Logo
US NewsUS News

Cardinal Timothy Dolan was all about babies at a packed Christmas morning Mass at St. Patrick’s Cathedral.

“That’s the message of Christmas, that innocence, that vulnerability. There is nothing, nothing, that changes or transforms the human heart more than a baby,” Dolan told the crowd of about 2,000 tourists and parishioners who waited in a line that wrapped around the block to hear Mass.

The archbishop of New York told the attendees about how he went to a gathering last weekend where everyone was fawning over an infant.

“Not on Great-Grandma, not on the Christmas tree, not on the lavish buffet — maybe mine was — but everybody’s attention was centered around the baby. The baby. The baby that had just been born a couple months before,” Dolan said at the Fifth Avenue church, which was standing-room-only.

“Everybody wanted to see the baby. Everybody was watching the baby. Everybody wanted to hold the baby. Everybody wanted a picture with the baby,” he said.

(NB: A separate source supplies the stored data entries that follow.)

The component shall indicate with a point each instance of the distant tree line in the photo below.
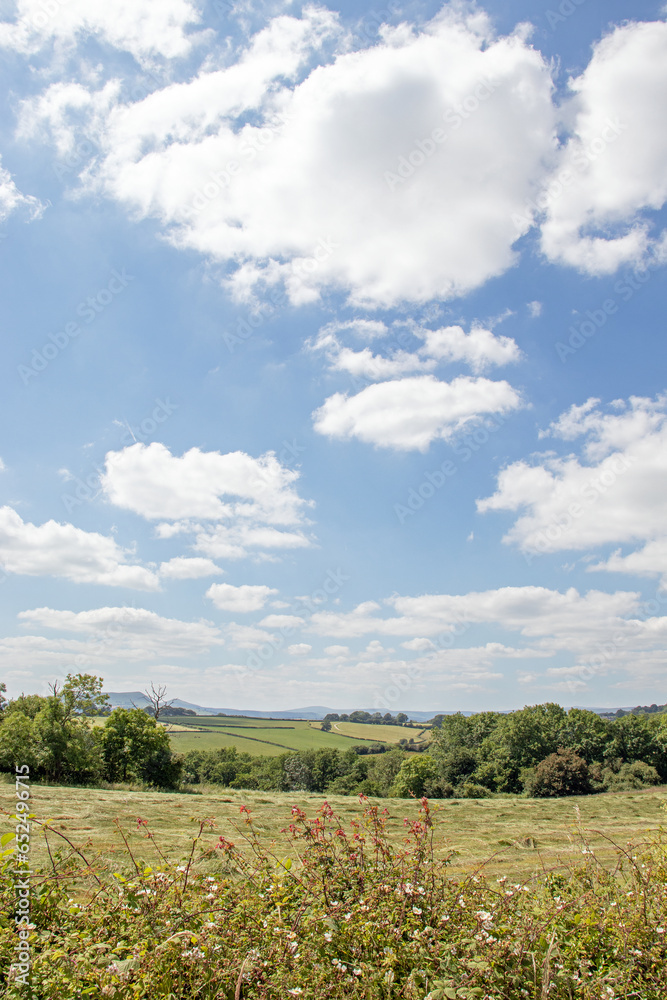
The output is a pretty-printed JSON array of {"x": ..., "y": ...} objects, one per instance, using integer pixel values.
[
  {"x": 540, "y": 750},
  {"x": 54, "y": 737},
  {"x": 374, "y": 718}
]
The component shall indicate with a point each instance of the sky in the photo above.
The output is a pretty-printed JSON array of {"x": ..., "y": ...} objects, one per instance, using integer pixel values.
[{"x": 333, "y": 351}]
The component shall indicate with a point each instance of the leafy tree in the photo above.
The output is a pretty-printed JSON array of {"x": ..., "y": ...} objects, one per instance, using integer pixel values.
[
  {"x": 561, "y": 773},
  {"x": 456, "y": 765},
  {"x": 135, "y": 747},
  {"x": 81, "y": 694},
  {"x": 528, "y": 736},
  {"x": 586, "y": 733},
  {"x": 418, "y": 776}
]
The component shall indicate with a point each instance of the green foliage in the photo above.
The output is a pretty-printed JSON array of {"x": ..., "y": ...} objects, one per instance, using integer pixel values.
[
  {"x": 339, "y": 914},
  {"x": 561, "y": 773},
  {"x": 135, "y": 746}
]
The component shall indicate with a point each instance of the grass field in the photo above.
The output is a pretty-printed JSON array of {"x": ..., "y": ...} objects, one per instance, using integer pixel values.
[
  {"x": 268, "y": 737},
  {"x": 518, "y": 835},
  {"x": 381, "y": 734}
]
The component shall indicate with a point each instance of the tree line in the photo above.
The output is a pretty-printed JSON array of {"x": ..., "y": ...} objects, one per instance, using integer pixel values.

“When we see that baby, we know that it’s good sign that life is going to continue,” the Catholic leader said.

“At the center of history, when BC turns into AD, is what? The birth of a baby. That birth of that baby, who we claim as the son of God, the Messiah, the Christ and our savior Jesus of Nazareth,” Dolan said.

“Jesus could have just shown up as an adult,” but “God wanted us to know that this baby … really is of human nature. He is one of us. He’s not a phantom, He’s not a ghost.

“God became vulnerable, God became helpless, God became a baby in a crib because that’s precisely what he wants us to do with him — he wants us to hold that baby, he wants us to kiss that baby. That’s god’s desire for us,” Dolan said before concluding his 5-minute message.

Rudy Giuliani attended Dolan’s midnight Mass on Tuesday night, where the cardinal delivered a similar sermon, according to a tweet posted by the former New York City Mayor.

“Cardinal Dolan serves Midnight Mass and reminds us all of the miracle of the birth of Jesus,” Giuliani said, including a photo of the archbishop.